Since the set will contain |S| pairs with no repeated elements, each element from S must occur exactly once. From here, match up the permutations of L where |S| elements are chosen with the ordered elements of S. This will generate all requested sets exhaustively and without repetition.

Note that P(|L|, |S|) is equal to |L|!/(|L|-|S|)!

Depending on the sizes of the tuple coordinate pools, there may be too many permutations to enumerate.
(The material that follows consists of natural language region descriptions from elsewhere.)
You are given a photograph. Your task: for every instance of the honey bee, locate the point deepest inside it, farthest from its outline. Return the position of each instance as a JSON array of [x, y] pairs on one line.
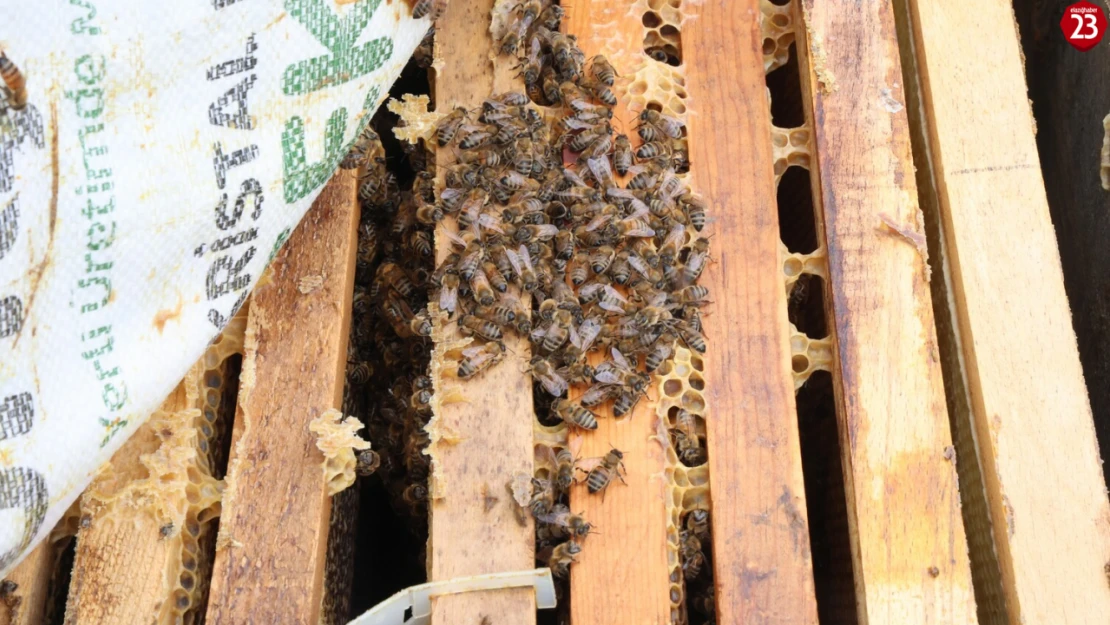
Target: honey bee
[[432, 9], [694, 294], [561, 516], [415, 495], [599, 476], [695, 210], [359, 373], [688, 447], [697, 523], [622, 154], [421, 323], [544, 372], [557, 331], [652, 150], [521, 261], [562, 557], [689, 550], [603, 71], [551, 16], [446, 129], [603, 92], [478, 359], [366, 462], [13, 79], [574, 414], [543, 497], [480, 326], [696, 259], [564, 467], [476, 138]]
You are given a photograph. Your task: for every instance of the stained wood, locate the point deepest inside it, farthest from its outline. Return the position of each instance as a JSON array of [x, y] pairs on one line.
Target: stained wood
[[623, 574], [27, 604], [466, 535], [273, 528], [1029, 405], [1070, 94], [121, 560], [762, 568], [907, 535]]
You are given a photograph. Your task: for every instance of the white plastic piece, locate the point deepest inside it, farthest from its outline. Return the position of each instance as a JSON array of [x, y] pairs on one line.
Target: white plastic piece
[[392, 611]]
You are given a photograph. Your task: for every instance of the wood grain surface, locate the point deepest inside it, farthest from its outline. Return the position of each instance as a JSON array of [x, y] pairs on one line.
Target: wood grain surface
[[1028, 402], [762, 562], [273, 531], [495, 422], [907, 534], [623, 574]]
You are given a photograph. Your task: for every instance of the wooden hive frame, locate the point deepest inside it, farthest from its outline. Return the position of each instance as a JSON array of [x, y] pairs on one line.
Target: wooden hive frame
[[958, 423]]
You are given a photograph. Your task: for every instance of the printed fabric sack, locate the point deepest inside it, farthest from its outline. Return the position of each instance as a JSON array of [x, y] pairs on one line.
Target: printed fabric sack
[[163, 153]]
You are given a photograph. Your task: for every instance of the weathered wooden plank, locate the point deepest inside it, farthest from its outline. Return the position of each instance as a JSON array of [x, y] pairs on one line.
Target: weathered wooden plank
[[467, 534], [273, 532], [608, 583], [26, 604], [1029, 406], [762, 564], [907, 535]]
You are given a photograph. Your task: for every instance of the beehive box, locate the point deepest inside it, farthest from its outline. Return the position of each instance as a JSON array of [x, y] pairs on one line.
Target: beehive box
[[890, 400]]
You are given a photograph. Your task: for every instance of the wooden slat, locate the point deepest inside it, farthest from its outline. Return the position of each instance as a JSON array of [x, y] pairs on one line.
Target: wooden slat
[[466, 535], [762, 564], [121, 560], [1029, 405], [1070, 139], [273, 531], [27, 604], [907, 535], [622, 575]]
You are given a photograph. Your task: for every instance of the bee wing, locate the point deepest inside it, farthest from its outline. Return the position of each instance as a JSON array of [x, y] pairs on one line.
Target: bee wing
[[448, 299], [599, 167], [454, 238], [473, 351], [546, 231], [618, 358], [588, 332], [606, 374], [561, 516], [588, 464], [574, 178], [638, 229], [598, 222], [451, 194], [525, 258], [554, 383], [639, 265], [490, 222], [675, 237], [515, 261], [575, 123]]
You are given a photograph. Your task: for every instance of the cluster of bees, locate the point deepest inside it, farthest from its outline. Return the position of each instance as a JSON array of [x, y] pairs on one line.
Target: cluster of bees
[[568, 256], [563, 254]]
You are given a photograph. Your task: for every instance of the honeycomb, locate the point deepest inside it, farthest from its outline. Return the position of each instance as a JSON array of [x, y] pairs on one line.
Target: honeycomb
[[679, 385], [778, 33], [164, 481], [1106, 154], [337, 437]]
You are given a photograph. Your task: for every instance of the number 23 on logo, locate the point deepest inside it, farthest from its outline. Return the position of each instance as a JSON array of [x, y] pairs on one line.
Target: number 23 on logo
[[1083, 24]]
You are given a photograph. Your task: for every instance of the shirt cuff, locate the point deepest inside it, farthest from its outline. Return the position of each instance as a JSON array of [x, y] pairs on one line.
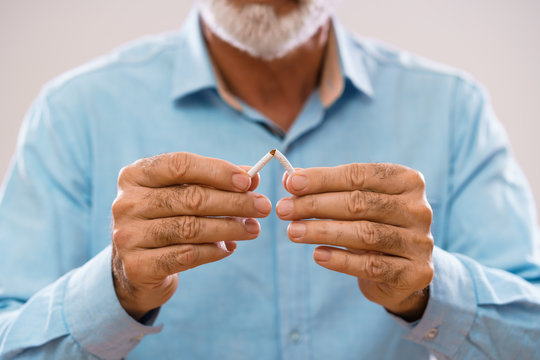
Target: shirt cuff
[[95, 317], [451, 309]]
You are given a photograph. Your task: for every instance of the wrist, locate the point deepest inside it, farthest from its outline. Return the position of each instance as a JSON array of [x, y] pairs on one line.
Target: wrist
[[412, 308]]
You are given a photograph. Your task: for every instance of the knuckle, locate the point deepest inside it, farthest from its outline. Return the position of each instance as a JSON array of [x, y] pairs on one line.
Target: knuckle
[[188, 256], [355, 202], [423, 214], [179, 164], [356, 175], [368, 233], [121, 238], [132, 268], [346, 264], [416, 178], [384, 171], [191, 196], [175, 230], [188, 228], [122, 206], [165, 263], [374, 267], [124, 175]]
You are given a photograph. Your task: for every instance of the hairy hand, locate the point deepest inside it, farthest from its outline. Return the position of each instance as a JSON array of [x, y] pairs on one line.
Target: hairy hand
[[174, 212], [376, 219]]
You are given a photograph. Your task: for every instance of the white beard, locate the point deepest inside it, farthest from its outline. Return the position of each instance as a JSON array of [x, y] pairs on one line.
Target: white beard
[[259, 31]]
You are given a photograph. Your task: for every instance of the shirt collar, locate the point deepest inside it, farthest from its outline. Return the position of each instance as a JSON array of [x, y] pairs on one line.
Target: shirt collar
[[194, 71]]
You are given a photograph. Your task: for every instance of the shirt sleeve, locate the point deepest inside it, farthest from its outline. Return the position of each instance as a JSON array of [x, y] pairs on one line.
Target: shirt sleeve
[[485, 296], [56, 301]]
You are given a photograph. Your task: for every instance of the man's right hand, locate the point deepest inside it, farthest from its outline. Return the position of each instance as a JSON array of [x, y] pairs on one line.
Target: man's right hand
[[174, 212]]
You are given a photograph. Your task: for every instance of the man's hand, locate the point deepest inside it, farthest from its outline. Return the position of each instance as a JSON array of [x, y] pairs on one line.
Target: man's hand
[[379, 214], [174, 212]]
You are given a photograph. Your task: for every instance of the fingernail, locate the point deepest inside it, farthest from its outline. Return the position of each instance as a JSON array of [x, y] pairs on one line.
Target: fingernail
[[284, 207], [322, 254], [252, 226], [231, 245], [297, 230], [241, 181], [262, 204], [298, 182]]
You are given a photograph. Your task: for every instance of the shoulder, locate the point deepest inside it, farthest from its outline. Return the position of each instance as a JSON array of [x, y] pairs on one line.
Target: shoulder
[[147, 59]]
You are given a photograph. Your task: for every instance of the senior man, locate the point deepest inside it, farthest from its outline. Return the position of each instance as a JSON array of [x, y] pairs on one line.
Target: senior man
[[411, 230]]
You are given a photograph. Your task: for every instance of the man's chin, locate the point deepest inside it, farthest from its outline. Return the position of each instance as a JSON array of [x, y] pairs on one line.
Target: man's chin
[[259, 30]]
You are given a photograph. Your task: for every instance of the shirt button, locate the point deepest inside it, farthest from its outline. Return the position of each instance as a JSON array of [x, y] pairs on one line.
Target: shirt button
[[294, 336], [431, 334]]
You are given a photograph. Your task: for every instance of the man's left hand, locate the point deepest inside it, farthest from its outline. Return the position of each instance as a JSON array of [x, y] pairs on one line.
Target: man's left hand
[[379, 217]]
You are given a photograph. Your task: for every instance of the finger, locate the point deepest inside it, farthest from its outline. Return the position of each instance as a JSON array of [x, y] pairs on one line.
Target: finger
[[254, 180], [185, 168], [195, 230], [377, 177], [200, 201], [347, 205], [368, 266], [153, 264], [362, 235]]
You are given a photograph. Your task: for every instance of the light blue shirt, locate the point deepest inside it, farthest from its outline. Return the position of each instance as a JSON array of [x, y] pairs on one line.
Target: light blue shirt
[[269, 300]]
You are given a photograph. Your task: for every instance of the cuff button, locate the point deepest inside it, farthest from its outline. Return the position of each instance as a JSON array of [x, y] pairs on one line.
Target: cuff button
[[431, 334]]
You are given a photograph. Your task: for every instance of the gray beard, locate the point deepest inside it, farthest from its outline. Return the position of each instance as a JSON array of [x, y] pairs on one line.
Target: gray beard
[[257, 30]]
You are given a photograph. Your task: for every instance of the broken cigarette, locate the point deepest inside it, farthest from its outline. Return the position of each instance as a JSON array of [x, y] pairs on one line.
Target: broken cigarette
[[266, 158], [283, 160]]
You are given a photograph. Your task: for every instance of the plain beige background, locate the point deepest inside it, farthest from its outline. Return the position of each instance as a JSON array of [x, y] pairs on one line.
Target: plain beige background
[[497, 41]]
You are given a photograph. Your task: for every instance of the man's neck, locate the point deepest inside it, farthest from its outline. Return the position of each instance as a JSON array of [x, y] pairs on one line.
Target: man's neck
[[279, 88]]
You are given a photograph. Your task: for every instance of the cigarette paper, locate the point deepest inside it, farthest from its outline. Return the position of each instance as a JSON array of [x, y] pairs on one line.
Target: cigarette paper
[[283, 160], [260, 164]]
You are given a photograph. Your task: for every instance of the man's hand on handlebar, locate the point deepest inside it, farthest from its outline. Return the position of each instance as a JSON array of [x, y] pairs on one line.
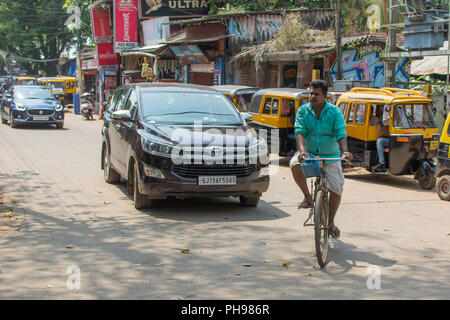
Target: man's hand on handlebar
[[348, 156], [302, 156]]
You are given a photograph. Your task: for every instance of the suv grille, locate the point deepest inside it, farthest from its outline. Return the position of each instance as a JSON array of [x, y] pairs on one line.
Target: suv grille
[[193, 171], [37, 112]]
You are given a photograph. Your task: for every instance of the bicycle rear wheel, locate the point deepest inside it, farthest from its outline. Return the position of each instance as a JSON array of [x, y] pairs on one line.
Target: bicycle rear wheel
[[321, 218]]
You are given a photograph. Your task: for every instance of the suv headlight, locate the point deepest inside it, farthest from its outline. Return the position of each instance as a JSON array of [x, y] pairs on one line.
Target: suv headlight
[[158, 148], [20, 107], [260, 151]]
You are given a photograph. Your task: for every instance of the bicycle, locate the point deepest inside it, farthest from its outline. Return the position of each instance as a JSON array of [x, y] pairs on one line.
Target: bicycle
[[320, 209]]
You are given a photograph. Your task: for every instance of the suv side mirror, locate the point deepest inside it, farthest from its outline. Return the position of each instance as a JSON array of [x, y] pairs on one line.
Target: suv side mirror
[[248, 118], [122, 115]]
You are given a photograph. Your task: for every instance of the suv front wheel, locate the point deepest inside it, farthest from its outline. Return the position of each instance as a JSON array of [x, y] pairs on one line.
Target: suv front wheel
[[141, 201]]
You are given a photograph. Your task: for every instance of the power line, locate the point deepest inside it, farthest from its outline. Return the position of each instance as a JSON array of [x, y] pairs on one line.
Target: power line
[[54, 10]]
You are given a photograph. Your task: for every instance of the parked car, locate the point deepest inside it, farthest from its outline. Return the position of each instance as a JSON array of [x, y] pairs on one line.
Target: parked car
[[174, 140], [30, 104]]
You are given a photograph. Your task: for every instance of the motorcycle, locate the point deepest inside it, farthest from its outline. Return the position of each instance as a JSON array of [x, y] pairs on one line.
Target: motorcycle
[[87, 106]]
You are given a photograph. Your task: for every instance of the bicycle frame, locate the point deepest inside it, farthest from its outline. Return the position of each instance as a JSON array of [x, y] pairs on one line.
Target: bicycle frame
[[319, 184], [321, 212]]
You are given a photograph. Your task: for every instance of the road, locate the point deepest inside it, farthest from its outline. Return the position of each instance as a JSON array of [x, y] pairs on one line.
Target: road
[[81, 238]]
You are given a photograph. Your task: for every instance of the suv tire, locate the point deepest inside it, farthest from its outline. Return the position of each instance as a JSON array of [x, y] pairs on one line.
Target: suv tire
[[251, 201], [110, 175]]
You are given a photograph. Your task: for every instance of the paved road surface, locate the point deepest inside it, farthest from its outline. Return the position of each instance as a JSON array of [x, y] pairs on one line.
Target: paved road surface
[[71, 220]]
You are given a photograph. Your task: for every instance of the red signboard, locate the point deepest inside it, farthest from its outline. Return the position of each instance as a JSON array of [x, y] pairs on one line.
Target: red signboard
[[101, 25], [106, 55], [126, 24]]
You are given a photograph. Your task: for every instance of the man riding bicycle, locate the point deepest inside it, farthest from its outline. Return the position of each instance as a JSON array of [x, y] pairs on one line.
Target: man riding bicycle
[[320, 131]]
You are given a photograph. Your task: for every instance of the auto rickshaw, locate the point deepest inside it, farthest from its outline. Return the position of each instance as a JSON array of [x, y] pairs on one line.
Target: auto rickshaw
[[413, 134], [443, 163], [239, 95], [26, 80], [276, 108]]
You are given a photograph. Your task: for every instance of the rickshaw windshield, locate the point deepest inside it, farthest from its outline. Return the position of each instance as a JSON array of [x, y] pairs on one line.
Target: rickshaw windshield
[[417, 115]]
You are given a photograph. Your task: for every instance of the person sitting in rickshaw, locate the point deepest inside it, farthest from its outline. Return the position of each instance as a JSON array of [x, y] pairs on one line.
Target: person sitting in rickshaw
[[383, 137]]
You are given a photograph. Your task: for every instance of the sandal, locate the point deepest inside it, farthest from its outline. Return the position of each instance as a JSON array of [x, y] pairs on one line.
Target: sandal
[[334, 232], [305, 204]]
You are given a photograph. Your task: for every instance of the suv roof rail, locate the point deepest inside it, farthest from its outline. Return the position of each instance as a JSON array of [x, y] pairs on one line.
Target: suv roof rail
[[372, 90], [405, 91]]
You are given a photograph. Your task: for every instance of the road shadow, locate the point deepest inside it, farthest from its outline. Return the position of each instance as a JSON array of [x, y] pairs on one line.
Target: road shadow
[[209, 209], [342, 257], [401, 182]]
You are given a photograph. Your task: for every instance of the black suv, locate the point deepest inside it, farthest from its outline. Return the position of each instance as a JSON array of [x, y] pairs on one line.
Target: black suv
[[174, 140]]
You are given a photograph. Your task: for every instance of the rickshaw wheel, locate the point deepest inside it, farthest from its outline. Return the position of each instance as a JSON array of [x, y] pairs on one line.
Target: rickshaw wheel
[[443, 188], [426, 179]]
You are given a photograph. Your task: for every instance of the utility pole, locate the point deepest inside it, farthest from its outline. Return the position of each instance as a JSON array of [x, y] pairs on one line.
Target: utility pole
[[8, 57], [338, 40], [391, 46], [80, 85]]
Some code to replicate this enumeration might look like:

from itertools import permutations 

S, L = range(2), range(4) # or ExpList1, ExpList2
for p in permutations(L, len(S)):
    print(zip(S, p))

In total, your final code might look something like:

S, L = ExpList1, ExpList2
pairset_maker = lambda p: zip(S, p)

if len(S) > len(L):
    S, L = L, S
    pairset_maker = lambda p: zip(p, S)

n = len(S)   
get_perm_value = lambda p: math.sqrt(sum(RMSDdict[t] for t in pairset_maker(p))**2/n)

min_pairset = min(itertools.permutations(L, n), key=get_perm_value)

If this doesn't get you to within an order or magnitude or two of your desired runtime, then you might need to consider an algorithm that doesn't produce an optimal solution.

Answer 2

If I understood your problem, you are interested in all the possible combinations of pairs (p,q) with unique p's and q's respecting a given set of possible values for p's and q's. In my answer I assume those possible values are, respectively, in list_p and list_q (I think this is what you have in ExpList1 and ExpList2 am I right?)

min_size = min(len(list_p), len(list_q))

combos_p = itertools.combinations(list_p, min_size)
combos_q = itertools.permutations(list_q, min_size)
prod = itertools.product(combos_p, combos_q)
uniquecombolist = [tuple(zip(i[0], i[1])) for i in prod]

Let me know if this is what you're looking for. By the way welcome to SO, great question!

---

Edit:

If you're concerned that your list may become enormous, you can always use a generator expression and apply whatever function you desire to it, e.g.,

min_size = min(len(list_p), len(list_q))

combos_p = itertools.combinations(list_p, min_size)
combos_q = itertools.permutations(list_q, min_size)
prod = itertools.product(combos_p, combos_q)
uniquecombo = (tuple(zip(y[0], y[1])) for y in prod) # this is now a generator expression, not a list -- observe the parentheses

def your_function(x):
    # do whatever you want with the values, here I'm just printing and returning
    print(x)
    return x

# now prints the minimum value
print(min(itertools.imap(your_function, uniquecombo)))

When you use generators instead of lists, the values are computed as they are needed. Here since we're interested in the minimum value, each value is computed and is discarded right away unless it is the minimum.